でも、実はカメラ初心者にも関係があります。
例えば、
夜景をもっときれいに撮りたい
子どもやペットの写真を撮りたい
旅行先で景色をきれいに残したい
SNS用の写真や動画にこだわりたい
という人には、十分メリットがあります。
専門的な知識がなくても、iPhoneの自動撮影機能を使いながら、必要なときだけ撮影を調整できるからです。
一方で、
「写真はいつもサッと撮るだけ」
「カメラ設定は触りたくない」
という人なら、可変絞りだけを理由に買い替える必要はないかもしれません。
自分がどれくらいカメラを使うかで判断するのがよさそうです。
まとめ|可変絞りはiPhoneカメラの新しい進化ポイント
今回話題になっている「可変絞り」を簡単にまとめると、カメラに入る光の量を撮影シーンに合わせて調整できる機能です。
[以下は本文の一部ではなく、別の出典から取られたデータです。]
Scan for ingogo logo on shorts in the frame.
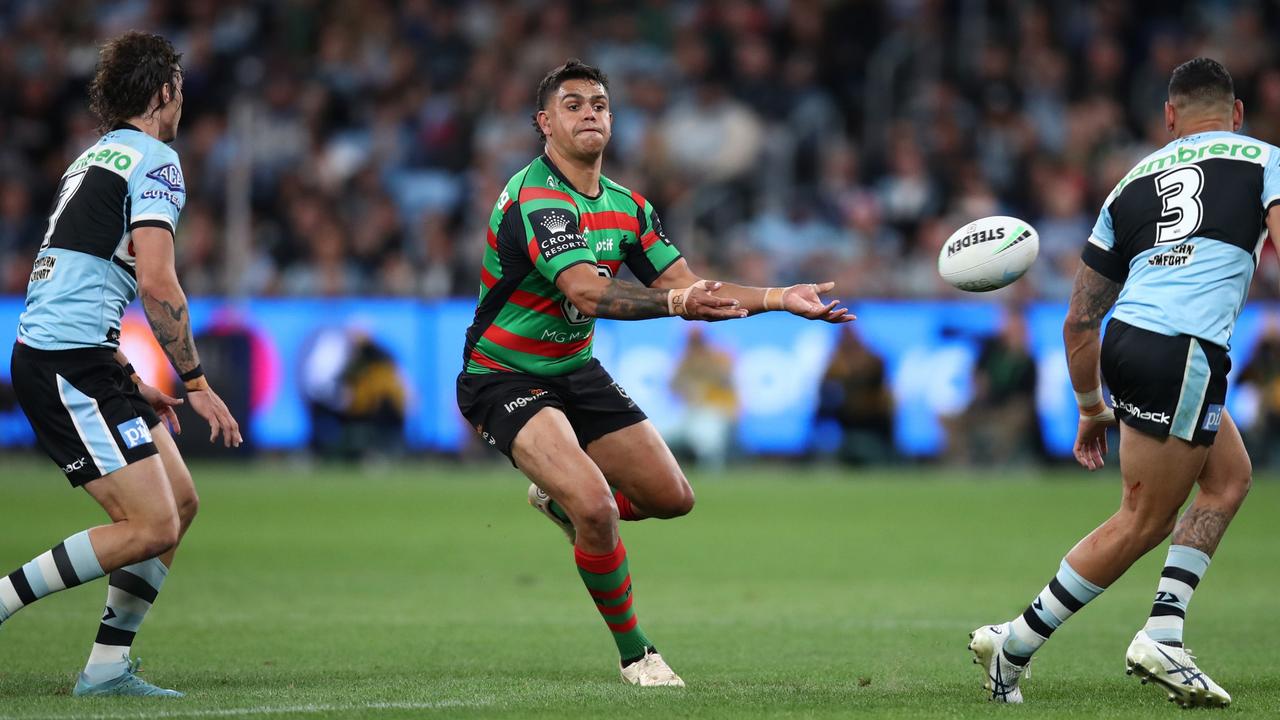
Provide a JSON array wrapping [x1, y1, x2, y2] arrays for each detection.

iPhone 18 ProとiPhone 18 Pro Maxでは、新しい48MP Fusionメインカメラが可変絞りに対応しました。
主なポイントは、
- 暗い場所での撮影性能に期待できる
- 写真の表現をより細かく調整できる
- 被写界深度のコントロールの幅が広がる
- 写真だけでなく動画撮影でも活用できる
- ƒ/1.48からƒ/4.0まで4段階に対応している
という点です。
iPhoneはこれまで、ソフトウェアの力で誰でも簡単にきれいな写真を撮れる方向へ進化してきました。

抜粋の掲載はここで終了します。